When he chided Bollinger for insulting him, the useful idiots applauded. When he said Iranians don’t insult speakers to inoculate audiences against them, the applause was even louder. He played to the cameras, knowing well that this discussion would be replayed thousands of times to thousands of audiences to demonstrate the ayatollahs’ legitimacy in the world community.
Ahmadinejad grasped and seized the offered cloak of an academic, claiming again and again that he was an academician just like those in the audience. Not a word was spoken to contradict him. And when asked, again and again, about the Holocaust he was at his slippery best.
No matter how many ways he was asked about his Holocaust denial, Ahmadinejad clouded his answers in irrelevant science. He says more research is necessary into the Holocaust, probably the most-documented series of events in history. Why? Ahmadinejad answered with another question: would you say that there is no longer a need for research into physics? His point, that the Holocaust is a theory subject to being disproven, went over his questioners’ heads, and went onto the videotape.
There were the obligatory laugh lines.

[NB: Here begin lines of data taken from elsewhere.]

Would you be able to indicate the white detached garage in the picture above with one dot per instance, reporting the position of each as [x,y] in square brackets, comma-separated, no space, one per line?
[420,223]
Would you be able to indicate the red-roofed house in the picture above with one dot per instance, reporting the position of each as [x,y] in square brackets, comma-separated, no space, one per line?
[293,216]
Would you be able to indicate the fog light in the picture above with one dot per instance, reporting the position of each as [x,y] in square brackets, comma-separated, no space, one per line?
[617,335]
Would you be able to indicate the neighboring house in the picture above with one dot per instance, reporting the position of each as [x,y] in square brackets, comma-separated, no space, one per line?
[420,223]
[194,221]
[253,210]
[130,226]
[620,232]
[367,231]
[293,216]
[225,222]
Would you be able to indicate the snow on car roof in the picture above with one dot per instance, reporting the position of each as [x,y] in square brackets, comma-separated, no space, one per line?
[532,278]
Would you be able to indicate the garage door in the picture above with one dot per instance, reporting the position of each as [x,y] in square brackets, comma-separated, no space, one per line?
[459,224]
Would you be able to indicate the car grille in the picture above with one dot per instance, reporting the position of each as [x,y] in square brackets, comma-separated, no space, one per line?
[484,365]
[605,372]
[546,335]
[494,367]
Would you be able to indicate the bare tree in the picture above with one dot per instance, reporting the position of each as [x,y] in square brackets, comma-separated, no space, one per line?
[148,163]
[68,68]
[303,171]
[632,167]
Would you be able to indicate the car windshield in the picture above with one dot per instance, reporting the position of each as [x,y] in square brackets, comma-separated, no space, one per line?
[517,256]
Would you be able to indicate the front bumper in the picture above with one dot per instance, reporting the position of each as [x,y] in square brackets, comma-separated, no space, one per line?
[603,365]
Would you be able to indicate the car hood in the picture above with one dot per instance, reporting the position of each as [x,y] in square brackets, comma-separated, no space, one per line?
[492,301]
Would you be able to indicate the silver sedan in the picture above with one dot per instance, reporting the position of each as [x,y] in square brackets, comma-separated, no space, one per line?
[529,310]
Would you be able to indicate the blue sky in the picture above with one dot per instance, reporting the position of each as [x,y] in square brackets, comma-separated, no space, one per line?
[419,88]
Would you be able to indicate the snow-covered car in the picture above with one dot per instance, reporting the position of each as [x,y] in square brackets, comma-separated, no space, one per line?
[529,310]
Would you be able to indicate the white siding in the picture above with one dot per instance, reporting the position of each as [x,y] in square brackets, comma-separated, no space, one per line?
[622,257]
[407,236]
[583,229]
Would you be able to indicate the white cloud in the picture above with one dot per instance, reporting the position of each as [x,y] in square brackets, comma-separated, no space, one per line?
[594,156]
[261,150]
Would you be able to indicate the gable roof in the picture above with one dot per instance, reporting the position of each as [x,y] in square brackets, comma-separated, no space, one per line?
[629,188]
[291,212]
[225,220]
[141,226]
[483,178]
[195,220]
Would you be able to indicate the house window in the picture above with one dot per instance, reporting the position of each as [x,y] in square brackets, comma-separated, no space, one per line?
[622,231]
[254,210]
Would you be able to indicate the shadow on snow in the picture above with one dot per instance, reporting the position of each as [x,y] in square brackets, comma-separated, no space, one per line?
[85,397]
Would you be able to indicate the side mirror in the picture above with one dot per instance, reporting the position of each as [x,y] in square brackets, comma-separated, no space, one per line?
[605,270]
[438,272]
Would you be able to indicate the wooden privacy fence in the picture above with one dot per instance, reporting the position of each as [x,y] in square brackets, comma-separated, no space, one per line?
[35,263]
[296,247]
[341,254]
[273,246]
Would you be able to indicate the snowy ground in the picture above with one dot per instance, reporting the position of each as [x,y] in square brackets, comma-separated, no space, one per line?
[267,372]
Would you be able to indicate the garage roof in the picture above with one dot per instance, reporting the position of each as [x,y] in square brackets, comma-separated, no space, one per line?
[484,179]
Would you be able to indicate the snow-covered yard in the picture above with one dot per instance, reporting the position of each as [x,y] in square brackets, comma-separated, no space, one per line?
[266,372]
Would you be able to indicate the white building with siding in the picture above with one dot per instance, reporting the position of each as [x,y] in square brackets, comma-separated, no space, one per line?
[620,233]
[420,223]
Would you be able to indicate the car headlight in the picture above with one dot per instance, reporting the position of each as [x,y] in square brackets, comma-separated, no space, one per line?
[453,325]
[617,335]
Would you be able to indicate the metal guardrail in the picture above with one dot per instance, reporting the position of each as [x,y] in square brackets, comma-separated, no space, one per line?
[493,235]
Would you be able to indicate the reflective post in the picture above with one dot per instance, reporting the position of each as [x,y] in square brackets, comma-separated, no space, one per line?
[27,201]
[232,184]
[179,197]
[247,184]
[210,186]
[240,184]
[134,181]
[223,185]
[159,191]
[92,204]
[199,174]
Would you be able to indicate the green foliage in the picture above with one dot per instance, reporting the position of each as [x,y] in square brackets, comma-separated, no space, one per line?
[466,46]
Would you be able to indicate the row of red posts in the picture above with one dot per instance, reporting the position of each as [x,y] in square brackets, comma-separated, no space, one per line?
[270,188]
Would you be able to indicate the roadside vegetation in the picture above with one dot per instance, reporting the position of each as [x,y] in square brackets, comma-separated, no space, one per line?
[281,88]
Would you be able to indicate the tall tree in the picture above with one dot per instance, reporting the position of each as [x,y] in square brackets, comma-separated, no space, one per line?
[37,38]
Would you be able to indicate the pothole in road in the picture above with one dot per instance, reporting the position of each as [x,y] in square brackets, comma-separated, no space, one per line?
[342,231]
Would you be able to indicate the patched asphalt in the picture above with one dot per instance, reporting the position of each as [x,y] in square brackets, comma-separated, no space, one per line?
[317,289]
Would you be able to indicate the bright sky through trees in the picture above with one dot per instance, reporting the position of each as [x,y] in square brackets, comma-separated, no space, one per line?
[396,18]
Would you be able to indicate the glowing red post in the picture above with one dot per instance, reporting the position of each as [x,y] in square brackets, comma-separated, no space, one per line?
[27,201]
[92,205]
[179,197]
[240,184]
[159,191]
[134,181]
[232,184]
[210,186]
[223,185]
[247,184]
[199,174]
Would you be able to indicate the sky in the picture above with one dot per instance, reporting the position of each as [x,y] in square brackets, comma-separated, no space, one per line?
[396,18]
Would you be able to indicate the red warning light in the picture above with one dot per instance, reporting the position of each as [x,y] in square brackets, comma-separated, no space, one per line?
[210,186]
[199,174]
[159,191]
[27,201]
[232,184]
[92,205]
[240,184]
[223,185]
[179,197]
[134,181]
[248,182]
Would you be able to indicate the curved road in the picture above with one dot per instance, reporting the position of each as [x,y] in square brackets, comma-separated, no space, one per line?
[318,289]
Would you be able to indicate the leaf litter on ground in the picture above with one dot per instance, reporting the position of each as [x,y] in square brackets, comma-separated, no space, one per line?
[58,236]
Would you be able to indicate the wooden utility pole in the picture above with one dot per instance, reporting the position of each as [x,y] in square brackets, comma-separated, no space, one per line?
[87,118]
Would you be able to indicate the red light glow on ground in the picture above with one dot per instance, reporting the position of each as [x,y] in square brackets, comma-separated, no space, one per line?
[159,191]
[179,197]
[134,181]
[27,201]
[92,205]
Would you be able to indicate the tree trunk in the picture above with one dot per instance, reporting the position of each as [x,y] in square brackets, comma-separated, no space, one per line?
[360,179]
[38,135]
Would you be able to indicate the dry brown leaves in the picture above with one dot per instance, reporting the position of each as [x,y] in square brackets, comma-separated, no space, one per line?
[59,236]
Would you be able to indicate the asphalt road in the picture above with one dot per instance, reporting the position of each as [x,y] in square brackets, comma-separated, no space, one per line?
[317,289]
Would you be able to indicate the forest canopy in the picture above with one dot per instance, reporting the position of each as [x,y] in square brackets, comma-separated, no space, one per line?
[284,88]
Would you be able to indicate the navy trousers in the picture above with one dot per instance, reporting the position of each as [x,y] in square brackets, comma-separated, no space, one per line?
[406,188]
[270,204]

When asked why Iran executes homosexuals he first compared them to illicit drug rings that corrupt a nation’s youth. And then he said there were no homosexuals in Iran. Which drew a good-natured laugh (as well as some boos) from the audience. (Yeah, Mahmoud. That’s a good one. We know you don’t have many because you execute them. Doncha just love this guy? What a cool dude. Maybe he’ll be on Leno next.)

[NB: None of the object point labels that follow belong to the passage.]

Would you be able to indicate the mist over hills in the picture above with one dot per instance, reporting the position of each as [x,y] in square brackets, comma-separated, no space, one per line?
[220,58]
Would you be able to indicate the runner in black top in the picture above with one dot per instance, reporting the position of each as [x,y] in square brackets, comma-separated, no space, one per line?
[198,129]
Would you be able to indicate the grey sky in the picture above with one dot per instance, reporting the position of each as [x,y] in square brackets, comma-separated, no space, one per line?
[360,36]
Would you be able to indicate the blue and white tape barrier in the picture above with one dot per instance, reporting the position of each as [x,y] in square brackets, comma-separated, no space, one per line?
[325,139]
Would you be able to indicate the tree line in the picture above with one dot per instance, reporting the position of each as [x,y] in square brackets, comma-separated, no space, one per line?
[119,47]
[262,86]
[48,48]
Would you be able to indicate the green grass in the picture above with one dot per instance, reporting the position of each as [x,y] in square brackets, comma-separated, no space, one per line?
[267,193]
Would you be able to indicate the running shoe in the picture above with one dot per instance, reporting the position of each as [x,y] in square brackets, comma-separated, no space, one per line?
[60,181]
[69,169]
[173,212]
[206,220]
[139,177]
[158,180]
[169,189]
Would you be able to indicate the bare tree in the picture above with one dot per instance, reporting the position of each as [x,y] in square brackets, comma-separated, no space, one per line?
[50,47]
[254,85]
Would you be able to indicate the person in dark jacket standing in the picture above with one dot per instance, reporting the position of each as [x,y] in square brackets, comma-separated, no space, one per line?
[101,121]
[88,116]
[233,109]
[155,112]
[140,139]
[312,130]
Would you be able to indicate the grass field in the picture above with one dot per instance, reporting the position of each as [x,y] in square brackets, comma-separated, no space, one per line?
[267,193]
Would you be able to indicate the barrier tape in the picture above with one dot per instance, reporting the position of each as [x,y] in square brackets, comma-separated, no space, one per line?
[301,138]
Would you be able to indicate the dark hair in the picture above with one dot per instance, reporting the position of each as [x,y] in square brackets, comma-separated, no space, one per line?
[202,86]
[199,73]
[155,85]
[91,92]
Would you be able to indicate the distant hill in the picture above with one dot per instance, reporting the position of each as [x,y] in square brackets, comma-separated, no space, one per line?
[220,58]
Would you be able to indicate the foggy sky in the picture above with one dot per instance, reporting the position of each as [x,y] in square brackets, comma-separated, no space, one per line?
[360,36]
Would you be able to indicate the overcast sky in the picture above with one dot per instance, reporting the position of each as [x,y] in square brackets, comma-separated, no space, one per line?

And there was the usual victimology. Iran is a perfectly peaceful nation, of course. Its nuclear program is only peaceful. It has been, you know, the victim of American aggression for all of its twenty-eight years, and for many decades before going back to the 1953 coup. Thousands of Iranians died in what Ahmadinejad implied was a US-created war by Iraq. All that’s necessary for Iran and America to be friends, he said, was for America to “…put aside some of its old behaviors…” There was no hint of willingness to change Iran’s behavior.
And why should there be? The ayatollahs believe that they have America on the run. They send Iranian Revolutionary Guard Corps troops into Iraq, carrying the most deadly weapon used against our troops (the “explosively-formed penetrator” IED). Sooner rather than later, they are sure, we will abandon Iraq to them.

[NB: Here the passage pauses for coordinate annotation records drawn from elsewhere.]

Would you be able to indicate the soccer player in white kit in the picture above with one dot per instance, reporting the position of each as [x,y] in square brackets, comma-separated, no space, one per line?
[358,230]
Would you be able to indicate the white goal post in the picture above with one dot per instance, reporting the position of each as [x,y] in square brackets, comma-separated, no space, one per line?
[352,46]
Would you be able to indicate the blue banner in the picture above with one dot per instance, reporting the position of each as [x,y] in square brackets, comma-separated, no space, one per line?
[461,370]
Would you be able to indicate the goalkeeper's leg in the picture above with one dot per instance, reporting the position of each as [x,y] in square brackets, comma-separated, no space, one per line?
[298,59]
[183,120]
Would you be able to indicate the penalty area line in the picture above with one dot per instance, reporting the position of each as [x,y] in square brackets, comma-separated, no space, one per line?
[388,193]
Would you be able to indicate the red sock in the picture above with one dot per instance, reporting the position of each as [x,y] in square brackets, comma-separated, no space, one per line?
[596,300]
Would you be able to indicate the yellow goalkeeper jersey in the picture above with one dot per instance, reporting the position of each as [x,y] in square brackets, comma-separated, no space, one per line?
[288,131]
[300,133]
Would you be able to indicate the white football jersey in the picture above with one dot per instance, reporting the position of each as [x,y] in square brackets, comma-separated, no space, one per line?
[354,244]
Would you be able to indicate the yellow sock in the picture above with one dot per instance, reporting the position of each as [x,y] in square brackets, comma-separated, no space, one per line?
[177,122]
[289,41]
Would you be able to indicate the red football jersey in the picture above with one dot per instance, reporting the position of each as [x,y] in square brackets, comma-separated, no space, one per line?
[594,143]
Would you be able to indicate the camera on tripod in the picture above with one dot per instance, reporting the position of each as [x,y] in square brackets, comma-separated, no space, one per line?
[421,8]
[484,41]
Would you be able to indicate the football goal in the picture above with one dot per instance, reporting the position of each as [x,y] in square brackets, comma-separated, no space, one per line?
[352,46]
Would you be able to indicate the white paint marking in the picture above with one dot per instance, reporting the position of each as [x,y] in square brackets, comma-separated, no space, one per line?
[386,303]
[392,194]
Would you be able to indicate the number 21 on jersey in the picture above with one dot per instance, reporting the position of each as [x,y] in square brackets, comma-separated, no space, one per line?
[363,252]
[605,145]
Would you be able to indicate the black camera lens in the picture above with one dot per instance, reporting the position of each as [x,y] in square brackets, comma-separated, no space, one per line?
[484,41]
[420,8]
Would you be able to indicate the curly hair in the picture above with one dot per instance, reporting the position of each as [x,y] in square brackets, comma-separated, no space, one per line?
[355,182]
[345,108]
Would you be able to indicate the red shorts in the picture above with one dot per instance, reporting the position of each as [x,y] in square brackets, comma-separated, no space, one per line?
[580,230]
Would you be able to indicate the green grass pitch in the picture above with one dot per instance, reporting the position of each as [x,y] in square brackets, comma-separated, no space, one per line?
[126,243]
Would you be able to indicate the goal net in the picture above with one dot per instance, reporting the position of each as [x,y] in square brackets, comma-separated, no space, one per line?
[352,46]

They fund, arm and train the Lebanese Hizballah terrorists to fight Israel. And they continue to research and develop nuclear weapons, relying on the UN International Atomic Energy Agency (which Ahmadinejad repeatedly referenced) to give them cover from further sanctions.
And none of these facts precludes the useful idiots of academia from giving the face of that regime a forum to mock science, mock history and mock the very idea of a world in which these same coddled, cosseted children of Columbia are free to applaud he who would enslave or kill them all.
Ahmadinejad is showman enough to save the best for last. He invited the Columbia students and faculty to visit Iran, to any university they choose, to talk to their counterparts. See? We’re just like you. Y’all come, and set a while. And when you want to go home, well, we may just hold a few of you hostage. Thank you, Columbia. Thank you very much.